Variational Inference 101
Published:
Say you want to estimate a distribution of a latent vector $Z$ based on observations $X$. You can do that with variational inference!
Variational inference (VI) is a method that reduces posterior inference to optimisation. Why is it called so?
- Inference: wee seek to say something about latent variables $Z$
- Variational: we optimise over a set of distributions of latent variables $Z$
In theory, we can derive posterior of $Z$ given observations of $X$, i.e. $p(Z|X)$, according to the Bayes theorem: \begin{equation} p(Z|X) = \dfrac{p(X|Z)p(Z)}{p(X)} \end{equation} where:
- $p(Z)$ is the prior distribution of latent variables
- $p(X|Z)$ is the likelihood of observing data $X$ given a particular structure of a latent space $Z$
- $p(X)$ is the marginal distribution of $X$
However, using the Bayes rule out of the box is often problematic. The reason is that calculating the marginal distribution $p(X)$ is rarely tractable since this requires marginalising out the latent space: $p(X) = \int_Z p(X, Z)dZ$. This is typically only possible when we know the form of the posterior ditribution in advance, which allows to find its normalising constant.
Variational inference proposes a solution to this problem: approximate intractable $p(Z|X)$ with tractable surrogate distribution $q(Z)$ so that the difference between $p(Z|X)$ and $q(Z)$ is minimal. When we measure distance between two distributions, we usually use the Kullback-Leibler divergence:
\[D_{\text{KL}}(q(Z)|| p(Z|X)) \equiv \mathbb{E}_{Z \sim q}\left[ \log\dfrac{q(Z)}{p(Z|X)} \right]\]Great, but we do not know $p(Z|X)$ – we actually want to approximate it with $q(Z)$! So how do we calculate the KL divergence? We need to notice that we can decompose the KL divergence into a more convenient form by using the fact that $p(Z|X) = \frac{p(Z,X)}{p(X)}$:
\(D_{\text{KL}}(q(Z)|| p(Z|X)) \equiv \mathbb{E}_{Z \sim q}\left[ \log\dfrac{q(Z)p(X)}{p(Z,X)} \right] = \text{(apply the rule for log product)}\) \(= \mathbb{E}_{Z \sim q}\left[ \log\dfrac{q(Z)}{p(Z,X)} \right] + \mathbb{E}_{Z \sim q}\left[ \log p(X)\right] = \text{($p(X)$ does not depend on $q(Z)$)}\) \(= \mathbb{E}_{Z \sim q}\left[ \log\dfrac{q(Z)}{p(Z,X)} \right] + \log p(X) = \text{(apply the rule for log ratio)}\) \(= \log p(X) - \mathbb{E}_{Z \sim q}\left[ \log\dfrac{p(X,Z)}{q(Z)} \right]\)

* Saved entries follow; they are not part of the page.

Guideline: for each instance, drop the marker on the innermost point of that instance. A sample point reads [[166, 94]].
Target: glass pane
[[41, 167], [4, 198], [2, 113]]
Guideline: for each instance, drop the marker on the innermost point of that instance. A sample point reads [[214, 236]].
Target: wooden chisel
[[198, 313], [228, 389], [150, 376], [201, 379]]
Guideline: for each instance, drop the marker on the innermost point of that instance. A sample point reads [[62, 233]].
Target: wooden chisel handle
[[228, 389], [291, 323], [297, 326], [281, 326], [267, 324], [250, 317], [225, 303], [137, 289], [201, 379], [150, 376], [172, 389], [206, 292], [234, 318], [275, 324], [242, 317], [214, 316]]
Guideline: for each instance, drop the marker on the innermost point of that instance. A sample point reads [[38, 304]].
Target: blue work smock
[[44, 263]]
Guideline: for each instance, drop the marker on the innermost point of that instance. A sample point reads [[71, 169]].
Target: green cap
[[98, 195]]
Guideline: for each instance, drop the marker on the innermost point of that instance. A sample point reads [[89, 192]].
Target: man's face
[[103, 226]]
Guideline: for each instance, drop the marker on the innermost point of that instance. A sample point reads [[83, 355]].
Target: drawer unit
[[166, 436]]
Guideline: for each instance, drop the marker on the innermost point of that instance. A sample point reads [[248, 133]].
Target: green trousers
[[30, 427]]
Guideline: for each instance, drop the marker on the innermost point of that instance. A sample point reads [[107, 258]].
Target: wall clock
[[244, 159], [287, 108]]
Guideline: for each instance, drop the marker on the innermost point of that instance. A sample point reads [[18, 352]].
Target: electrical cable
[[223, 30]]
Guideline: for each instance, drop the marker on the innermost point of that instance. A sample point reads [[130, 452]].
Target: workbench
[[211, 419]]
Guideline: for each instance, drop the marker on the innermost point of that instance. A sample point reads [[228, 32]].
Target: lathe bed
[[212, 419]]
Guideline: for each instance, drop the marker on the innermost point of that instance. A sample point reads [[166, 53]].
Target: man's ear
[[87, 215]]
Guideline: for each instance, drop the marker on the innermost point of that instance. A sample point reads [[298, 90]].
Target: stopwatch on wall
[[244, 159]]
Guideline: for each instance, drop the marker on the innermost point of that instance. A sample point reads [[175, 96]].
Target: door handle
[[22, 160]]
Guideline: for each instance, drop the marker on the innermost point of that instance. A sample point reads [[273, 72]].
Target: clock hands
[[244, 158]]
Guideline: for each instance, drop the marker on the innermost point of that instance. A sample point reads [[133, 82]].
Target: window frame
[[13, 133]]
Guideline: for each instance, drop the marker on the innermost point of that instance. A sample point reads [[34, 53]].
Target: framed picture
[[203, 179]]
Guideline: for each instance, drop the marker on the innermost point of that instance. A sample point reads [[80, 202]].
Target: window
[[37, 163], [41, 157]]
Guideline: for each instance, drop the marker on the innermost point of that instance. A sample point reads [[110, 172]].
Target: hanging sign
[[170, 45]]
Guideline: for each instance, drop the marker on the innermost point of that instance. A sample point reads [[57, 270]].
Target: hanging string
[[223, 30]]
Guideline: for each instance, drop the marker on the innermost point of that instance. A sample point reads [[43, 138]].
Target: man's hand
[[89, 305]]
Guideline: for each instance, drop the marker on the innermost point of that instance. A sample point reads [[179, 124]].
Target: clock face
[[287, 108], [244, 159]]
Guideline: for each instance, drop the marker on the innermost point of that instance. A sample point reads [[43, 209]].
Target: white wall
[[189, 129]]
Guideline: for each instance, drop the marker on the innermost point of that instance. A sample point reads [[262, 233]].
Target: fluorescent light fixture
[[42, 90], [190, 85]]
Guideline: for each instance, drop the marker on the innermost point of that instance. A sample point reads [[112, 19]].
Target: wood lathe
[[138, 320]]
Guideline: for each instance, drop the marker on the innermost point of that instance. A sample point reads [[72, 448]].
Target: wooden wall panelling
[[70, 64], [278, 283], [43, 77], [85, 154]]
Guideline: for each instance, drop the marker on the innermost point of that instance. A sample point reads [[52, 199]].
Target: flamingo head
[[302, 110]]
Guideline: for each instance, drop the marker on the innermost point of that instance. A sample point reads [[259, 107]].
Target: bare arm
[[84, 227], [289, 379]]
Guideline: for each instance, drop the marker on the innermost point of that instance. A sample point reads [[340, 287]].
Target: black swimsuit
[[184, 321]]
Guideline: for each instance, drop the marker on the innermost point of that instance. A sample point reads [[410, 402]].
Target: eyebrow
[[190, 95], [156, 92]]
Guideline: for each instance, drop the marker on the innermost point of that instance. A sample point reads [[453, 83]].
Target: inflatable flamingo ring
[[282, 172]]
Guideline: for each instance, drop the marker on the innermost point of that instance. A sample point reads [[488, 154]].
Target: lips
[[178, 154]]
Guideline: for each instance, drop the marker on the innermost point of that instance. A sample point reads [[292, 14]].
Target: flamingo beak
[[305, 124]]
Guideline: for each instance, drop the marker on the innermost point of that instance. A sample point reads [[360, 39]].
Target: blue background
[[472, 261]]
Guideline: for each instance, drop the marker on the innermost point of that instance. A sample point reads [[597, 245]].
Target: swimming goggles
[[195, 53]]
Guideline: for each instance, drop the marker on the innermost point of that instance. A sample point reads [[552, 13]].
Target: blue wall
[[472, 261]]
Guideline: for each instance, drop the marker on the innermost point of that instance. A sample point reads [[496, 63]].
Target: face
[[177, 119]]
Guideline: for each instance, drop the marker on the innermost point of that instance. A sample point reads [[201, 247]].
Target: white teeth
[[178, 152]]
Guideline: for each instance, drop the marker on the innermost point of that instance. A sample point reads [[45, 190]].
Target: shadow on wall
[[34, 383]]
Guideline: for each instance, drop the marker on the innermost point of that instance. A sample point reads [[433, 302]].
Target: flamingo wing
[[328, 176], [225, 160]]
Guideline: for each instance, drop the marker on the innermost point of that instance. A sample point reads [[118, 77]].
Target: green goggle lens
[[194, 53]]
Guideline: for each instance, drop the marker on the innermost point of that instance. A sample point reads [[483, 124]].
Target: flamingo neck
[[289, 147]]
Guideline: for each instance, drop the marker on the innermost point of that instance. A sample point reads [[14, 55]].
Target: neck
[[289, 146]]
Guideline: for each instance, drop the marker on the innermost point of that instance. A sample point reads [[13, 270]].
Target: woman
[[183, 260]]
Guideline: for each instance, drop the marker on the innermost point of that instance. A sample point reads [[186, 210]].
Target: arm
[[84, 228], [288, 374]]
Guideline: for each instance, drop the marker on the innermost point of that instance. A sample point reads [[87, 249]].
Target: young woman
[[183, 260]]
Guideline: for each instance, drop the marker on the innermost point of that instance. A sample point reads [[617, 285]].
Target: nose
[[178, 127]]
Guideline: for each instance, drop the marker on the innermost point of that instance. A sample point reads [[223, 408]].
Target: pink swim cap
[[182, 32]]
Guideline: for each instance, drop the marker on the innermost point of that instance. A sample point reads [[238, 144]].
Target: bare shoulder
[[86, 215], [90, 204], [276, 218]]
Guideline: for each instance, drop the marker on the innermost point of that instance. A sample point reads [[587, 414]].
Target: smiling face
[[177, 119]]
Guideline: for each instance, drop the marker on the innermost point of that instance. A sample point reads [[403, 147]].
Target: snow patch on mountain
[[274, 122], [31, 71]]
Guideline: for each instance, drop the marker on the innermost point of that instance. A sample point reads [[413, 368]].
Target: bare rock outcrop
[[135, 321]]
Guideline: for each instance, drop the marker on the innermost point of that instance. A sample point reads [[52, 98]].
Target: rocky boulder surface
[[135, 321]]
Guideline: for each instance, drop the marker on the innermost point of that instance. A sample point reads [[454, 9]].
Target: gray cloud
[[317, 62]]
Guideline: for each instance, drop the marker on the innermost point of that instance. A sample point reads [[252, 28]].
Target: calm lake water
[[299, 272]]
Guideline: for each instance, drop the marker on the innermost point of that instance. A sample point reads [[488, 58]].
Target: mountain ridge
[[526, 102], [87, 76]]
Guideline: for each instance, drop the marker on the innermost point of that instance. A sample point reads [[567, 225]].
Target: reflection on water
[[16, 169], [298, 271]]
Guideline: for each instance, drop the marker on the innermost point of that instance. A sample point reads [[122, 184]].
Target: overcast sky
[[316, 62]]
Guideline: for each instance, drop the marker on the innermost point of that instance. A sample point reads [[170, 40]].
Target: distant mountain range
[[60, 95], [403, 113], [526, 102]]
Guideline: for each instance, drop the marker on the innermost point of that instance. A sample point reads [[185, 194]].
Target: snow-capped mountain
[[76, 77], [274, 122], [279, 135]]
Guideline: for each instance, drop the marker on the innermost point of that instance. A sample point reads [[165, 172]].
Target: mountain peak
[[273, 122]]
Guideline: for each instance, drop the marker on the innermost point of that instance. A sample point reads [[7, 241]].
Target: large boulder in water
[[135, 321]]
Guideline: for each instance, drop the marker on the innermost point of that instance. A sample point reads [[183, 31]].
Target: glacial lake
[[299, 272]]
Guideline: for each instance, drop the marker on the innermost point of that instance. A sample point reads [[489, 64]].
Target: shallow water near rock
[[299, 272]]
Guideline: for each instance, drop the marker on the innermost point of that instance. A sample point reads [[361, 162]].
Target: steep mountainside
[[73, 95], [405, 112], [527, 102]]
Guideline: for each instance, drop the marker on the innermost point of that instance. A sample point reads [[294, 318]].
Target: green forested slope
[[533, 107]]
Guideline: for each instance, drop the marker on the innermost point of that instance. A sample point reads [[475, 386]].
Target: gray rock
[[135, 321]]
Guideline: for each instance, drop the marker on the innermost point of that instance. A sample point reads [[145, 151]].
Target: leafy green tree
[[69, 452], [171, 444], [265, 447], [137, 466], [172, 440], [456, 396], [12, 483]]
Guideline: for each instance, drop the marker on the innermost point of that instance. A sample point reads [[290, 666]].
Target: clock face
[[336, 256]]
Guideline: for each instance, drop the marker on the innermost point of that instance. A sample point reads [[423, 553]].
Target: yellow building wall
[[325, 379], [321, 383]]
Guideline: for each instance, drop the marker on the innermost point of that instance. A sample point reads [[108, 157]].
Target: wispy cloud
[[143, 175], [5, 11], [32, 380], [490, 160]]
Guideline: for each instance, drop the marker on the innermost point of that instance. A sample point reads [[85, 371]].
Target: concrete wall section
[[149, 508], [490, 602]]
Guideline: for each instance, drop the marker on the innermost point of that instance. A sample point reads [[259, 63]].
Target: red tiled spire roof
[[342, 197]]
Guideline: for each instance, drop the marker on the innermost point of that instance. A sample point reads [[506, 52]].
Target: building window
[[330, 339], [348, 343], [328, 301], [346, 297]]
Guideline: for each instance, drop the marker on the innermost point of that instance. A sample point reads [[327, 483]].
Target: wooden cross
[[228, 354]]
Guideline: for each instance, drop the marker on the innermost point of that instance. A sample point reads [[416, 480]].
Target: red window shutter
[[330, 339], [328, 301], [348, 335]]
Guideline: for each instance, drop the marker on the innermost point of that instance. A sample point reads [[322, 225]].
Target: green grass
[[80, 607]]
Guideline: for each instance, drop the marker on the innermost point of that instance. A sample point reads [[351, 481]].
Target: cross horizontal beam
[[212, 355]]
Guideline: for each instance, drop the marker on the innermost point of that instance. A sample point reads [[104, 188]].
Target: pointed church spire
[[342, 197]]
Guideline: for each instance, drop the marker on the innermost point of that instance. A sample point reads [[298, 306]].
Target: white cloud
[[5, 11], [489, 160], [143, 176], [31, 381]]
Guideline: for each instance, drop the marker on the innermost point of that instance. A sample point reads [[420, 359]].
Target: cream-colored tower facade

Note that \(\log p(X) \geq \mathbb{E}_{Z \sim q}\left[ \log\dfrac{p(X,Z)}{q(Z)} \right] \; \forall Z, X, q(.), p(.)\) since $D_{\text{KL}}(q(Z)|| p(Z|X)) \geq 0$ because it is a distance measure. Let us call $\log p(X)$ the “evidence”. Then $\mathbb{E}_{Z \sim q}\left[ \log\dfrac{p(X,Z)}{q(Z)} \right]$ is the lower bound for the evidence $\log p(X)$.
Thereby, we define the Evidence Lower Bound (ELBO) as:
\[\text{ELBO}(q) \equiv \mathbb{E}_{Z \sim q}\left[ \log\dfrac{p(X,Z)}{q(Z)} \right]\]And now we can also rewrite the Kullback-Leibler divergence as a function of ELBO: \(D_{\text{KL}}(q(Z)|| p(Z|X)) = \log p(X) - \text{ELBO}(q)\)
We can notice that $\log p(X)$ (i.e. evidence) is independent of $q(Z)$, i.e. changing a surrogate distribution for $Z$ does not change the marginal probability of observed data. Hence, the following optimisation problems are equivalent:
\[q = \arg\min_{q \in \mathbb{Q}} D_{\text{KL}}(q(Z)|| p(Z|X))\]and
\[q = \arg\max_{q \in \mathbb{Q}} \text{ELBO}(q)\](since $\text{ELBO}(q)$ has a negative sign in the KL equation). Because the latter problem does not require knowledge of the posterior distribution $p(Z|X)$, we can solve it to find optimal surrogate $q(Z)$ which approximates $p(Z|X)$!
In the next posts, we will discuss more advanced topics in VI, challenges in VI and its applications.